No que respeita às MAA, e considerando apenas aquelas incluídas no pedido único anual de ajudas (PU), estima-se um nível de execução actual de cerca de 42%, correspondente a pagamentos de 237 M€ para uma dotação de 569 M€. Se considerarmos que estas medidas terão em média até 2020 um nível anual de pagamentos equivalente à média dos pagamentos relativos às campanhas de 2015 e 2016 (dados IFAP), estimada em cerca de 150 M€/ano, podemos concluir que a execução até 2020 se cifrará em cerca de 839 M€, o que significa um compromisso real de cerca de 148%.

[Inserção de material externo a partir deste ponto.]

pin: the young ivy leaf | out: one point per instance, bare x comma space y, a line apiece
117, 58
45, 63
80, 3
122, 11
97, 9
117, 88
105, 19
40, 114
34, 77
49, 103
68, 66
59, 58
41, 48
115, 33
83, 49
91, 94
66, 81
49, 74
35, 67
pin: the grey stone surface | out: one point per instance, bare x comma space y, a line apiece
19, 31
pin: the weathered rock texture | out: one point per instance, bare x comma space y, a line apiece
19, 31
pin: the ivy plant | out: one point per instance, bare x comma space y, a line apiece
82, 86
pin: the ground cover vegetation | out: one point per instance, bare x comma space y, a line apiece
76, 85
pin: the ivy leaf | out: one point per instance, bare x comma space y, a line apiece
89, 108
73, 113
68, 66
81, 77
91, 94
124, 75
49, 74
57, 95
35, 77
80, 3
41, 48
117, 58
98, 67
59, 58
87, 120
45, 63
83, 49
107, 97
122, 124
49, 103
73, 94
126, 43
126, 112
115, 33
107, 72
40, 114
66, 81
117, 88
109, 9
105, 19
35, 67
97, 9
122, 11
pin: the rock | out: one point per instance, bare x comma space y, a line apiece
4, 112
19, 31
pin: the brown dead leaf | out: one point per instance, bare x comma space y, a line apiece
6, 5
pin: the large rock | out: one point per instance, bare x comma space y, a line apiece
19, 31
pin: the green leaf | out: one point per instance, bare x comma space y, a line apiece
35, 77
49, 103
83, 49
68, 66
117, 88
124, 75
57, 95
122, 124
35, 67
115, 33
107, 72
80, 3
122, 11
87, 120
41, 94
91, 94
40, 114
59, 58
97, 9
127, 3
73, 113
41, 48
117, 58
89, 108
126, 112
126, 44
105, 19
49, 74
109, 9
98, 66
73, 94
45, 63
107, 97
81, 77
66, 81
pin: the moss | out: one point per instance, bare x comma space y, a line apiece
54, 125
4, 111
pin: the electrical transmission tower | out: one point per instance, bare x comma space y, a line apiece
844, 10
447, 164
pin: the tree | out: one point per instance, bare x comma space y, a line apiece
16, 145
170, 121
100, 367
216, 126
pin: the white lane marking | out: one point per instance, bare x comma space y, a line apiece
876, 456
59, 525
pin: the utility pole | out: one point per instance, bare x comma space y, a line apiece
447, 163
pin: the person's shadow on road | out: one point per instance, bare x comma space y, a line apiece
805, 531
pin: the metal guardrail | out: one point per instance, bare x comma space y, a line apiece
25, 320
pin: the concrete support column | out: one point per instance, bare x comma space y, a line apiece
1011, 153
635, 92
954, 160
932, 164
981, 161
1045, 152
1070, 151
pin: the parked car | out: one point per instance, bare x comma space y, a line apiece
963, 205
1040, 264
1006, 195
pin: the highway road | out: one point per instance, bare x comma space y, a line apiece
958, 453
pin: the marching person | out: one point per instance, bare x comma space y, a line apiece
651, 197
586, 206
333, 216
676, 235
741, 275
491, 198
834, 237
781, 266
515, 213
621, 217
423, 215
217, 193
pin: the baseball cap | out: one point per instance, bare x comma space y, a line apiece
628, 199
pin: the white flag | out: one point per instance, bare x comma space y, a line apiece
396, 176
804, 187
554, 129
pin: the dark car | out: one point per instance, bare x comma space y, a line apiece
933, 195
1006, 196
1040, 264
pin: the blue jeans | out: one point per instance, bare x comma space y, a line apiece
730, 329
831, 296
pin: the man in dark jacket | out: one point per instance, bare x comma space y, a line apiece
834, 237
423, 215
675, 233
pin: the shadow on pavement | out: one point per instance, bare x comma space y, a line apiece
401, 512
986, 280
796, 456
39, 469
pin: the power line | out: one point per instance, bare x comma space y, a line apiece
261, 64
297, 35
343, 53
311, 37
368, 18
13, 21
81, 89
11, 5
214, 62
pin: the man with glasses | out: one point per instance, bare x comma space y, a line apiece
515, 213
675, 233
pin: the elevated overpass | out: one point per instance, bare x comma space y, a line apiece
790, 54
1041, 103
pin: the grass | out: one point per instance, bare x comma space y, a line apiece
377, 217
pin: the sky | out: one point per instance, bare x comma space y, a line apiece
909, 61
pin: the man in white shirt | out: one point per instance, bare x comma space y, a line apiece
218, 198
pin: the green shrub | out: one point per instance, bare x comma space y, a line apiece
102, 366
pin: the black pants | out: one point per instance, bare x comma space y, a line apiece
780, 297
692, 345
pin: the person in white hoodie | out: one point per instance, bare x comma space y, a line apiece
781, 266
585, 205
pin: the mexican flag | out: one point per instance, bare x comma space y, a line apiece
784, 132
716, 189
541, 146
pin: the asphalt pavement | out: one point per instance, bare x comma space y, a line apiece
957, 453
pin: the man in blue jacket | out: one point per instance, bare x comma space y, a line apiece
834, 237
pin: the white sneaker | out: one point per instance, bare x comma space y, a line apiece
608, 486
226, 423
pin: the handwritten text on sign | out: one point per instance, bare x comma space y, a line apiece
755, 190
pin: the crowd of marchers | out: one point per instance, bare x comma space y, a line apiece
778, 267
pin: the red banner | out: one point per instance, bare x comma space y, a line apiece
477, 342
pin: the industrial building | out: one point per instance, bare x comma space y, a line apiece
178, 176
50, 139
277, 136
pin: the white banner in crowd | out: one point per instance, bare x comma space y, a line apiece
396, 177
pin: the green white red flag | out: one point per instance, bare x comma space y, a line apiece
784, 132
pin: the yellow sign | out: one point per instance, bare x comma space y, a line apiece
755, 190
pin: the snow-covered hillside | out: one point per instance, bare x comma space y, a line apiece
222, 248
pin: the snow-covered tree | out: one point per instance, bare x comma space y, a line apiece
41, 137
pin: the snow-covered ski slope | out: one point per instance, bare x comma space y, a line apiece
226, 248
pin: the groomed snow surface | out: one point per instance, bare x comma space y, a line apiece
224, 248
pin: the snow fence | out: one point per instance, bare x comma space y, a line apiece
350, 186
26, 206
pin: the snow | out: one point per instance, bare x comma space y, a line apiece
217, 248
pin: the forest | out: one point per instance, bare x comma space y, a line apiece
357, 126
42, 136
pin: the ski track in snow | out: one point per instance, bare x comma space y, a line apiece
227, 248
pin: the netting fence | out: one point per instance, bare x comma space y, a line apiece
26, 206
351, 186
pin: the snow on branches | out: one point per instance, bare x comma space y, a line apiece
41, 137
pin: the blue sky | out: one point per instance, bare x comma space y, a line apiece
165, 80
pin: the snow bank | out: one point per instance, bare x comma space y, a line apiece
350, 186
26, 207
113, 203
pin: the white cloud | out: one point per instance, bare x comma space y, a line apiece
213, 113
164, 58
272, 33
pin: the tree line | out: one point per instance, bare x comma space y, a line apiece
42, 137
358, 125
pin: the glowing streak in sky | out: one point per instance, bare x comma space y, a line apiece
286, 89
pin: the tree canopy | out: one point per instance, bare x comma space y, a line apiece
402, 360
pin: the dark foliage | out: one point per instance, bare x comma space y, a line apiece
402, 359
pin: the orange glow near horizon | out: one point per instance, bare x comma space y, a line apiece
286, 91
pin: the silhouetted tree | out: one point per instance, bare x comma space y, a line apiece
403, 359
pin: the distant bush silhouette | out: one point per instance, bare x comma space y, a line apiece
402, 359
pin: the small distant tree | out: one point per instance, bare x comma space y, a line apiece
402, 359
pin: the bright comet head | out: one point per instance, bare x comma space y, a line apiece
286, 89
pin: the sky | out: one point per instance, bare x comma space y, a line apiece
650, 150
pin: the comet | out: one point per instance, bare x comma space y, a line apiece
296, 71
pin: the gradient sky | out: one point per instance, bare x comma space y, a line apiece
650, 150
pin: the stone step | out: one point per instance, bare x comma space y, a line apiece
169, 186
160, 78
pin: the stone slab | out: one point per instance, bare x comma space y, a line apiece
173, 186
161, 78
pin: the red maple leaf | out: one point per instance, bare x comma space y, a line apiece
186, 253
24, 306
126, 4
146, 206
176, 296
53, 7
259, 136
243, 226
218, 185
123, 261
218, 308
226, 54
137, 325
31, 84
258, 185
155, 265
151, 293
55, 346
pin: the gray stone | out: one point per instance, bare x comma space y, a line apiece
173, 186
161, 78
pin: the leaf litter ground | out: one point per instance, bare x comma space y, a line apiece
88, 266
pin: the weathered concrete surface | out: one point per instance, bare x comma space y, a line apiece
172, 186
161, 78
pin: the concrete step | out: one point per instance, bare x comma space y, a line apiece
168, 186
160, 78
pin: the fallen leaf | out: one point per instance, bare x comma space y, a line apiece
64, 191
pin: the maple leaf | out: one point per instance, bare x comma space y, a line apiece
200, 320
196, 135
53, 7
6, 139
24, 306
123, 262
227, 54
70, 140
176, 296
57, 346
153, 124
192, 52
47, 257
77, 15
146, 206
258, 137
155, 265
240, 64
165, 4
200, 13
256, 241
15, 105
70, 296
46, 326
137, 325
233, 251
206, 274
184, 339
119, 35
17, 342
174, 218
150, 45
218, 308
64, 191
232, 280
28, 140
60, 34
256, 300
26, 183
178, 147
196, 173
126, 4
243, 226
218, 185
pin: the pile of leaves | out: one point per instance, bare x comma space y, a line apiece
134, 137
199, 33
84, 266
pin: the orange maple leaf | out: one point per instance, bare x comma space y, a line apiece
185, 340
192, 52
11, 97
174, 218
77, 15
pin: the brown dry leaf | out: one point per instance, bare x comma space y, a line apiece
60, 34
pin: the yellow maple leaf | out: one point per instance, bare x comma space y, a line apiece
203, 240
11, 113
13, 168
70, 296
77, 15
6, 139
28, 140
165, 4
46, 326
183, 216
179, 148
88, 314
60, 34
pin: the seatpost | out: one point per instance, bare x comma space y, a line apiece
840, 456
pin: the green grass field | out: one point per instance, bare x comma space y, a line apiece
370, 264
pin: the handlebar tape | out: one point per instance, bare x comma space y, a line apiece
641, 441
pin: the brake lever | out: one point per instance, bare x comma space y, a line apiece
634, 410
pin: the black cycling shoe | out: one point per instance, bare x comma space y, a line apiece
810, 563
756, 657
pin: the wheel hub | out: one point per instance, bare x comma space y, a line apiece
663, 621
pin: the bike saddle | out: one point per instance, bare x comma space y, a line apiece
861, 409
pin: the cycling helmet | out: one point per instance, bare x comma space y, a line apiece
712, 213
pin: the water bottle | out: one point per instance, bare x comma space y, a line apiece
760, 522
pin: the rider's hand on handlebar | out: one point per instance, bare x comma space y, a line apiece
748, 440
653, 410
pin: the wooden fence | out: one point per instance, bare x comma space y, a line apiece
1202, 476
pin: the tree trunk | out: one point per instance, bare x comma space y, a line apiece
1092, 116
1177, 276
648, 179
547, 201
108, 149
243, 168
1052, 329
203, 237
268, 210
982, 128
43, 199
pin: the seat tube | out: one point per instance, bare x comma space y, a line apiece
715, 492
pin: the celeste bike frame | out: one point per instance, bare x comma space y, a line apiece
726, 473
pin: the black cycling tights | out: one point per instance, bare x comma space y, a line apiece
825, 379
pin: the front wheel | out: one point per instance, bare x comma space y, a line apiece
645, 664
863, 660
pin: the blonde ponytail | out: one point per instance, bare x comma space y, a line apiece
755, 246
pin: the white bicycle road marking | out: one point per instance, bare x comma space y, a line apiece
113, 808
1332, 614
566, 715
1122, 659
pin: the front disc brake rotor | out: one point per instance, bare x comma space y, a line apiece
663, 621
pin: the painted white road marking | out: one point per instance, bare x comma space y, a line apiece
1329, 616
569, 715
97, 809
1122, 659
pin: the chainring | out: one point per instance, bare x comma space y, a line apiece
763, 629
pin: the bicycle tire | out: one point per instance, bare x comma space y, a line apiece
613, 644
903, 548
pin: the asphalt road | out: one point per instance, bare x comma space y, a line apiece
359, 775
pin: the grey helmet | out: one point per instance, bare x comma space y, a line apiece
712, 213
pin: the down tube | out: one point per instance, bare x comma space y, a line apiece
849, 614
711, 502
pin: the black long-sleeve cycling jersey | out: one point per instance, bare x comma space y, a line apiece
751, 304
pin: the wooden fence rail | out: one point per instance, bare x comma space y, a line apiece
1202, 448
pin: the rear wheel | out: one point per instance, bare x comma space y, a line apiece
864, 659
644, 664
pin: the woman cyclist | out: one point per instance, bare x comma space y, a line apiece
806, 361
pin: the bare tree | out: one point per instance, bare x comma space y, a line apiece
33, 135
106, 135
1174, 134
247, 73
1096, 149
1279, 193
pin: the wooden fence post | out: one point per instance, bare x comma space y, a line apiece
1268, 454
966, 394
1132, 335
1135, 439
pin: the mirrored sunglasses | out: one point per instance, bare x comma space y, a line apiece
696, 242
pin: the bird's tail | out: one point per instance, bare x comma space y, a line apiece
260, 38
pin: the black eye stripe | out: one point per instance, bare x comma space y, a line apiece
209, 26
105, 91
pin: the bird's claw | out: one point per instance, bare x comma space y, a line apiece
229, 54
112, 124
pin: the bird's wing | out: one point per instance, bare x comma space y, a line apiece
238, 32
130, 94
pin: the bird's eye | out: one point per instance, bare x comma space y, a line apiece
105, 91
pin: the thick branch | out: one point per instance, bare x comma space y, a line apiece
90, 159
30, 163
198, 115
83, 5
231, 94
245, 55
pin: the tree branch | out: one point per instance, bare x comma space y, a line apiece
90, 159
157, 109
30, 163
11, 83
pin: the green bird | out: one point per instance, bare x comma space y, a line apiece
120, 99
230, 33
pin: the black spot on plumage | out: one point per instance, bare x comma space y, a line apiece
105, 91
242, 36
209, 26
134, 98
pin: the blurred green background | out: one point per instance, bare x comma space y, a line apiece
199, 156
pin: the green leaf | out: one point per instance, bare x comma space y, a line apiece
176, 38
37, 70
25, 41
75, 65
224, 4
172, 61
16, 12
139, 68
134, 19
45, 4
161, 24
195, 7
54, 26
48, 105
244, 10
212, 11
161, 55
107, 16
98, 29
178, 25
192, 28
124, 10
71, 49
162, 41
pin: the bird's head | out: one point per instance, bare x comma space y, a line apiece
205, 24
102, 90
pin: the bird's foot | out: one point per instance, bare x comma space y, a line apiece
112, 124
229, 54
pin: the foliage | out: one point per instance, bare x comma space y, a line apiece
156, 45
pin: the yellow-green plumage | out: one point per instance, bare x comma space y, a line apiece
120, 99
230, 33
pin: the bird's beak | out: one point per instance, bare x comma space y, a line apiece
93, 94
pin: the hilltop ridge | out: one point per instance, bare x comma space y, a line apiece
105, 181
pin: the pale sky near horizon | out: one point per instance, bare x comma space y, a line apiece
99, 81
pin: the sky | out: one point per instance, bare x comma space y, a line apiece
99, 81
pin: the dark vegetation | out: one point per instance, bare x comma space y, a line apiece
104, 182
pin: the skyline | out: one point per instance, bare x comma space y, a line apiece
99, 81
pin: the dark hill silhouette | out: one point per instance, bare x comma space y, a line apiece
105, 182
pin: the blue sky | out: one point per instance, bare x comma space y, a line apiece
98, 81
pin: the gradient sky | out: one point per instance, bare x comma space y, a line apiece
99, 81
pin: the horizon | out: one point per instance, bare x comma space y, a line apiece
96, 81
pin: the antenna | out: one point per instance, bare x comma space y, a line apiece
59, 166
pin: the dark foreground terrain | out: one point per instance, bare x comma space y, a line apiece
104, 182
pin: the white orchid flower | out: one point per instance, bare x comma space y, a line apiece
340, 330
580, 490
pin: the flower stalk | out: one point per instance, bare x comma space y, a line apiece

Um raciocínio semelhante foi conduzido para as MZDs. Esta medida tem uma dotação de 802 M€, tendo já sido pagos cerca de 307 M€, resultando numa taxa de execução de 38%. Considerando igualmente a manutenção até 2020 da média anual de pagamentos de 116 M€ (dados IFAP), chegamos a um nível final de pagamentos de 772 M€, o que significa um nível de compromisso de cerca de 96%, em linha com a dotação prevista.

Todas as restantes medidas – grupos operacionais, formação e aconselhamento, organização da produção, gestão de riscos e desenvolvimento local (LEADER) – apresentam genericamente níveis de compromisso e execução muito inferiores ao desejável nesta altura do período de programação. Contudo, estas medidas representam apenas cerca de 10% da dotação do Programa.

Em conclusão, o elevado nível de compromisso real das principais medidas de apoio ao investimento, a cerca de quatro anos do final do período de programação, bem como a previsível sobre-execução das MAA e a reduzida capacidade de reafectação de verbas de medidas sub-utilizadas, levam a que se perspective uma situação de falta de verbas nos últimos anos de implementação do PDR 2020, que poderá conduzir a um abrandamento do investimento no sector face à dinâmica criada com o PRODER a partir de 2010.

A recente reprogramação do PDR 2020, com um aumento anunciado de 155 M€ de despesa pública, é com certeza um elemento que poderá atenuar esta situação (desde que a contrapartida nacional esteja sempre disponível) mas certamente não a superará integralmente.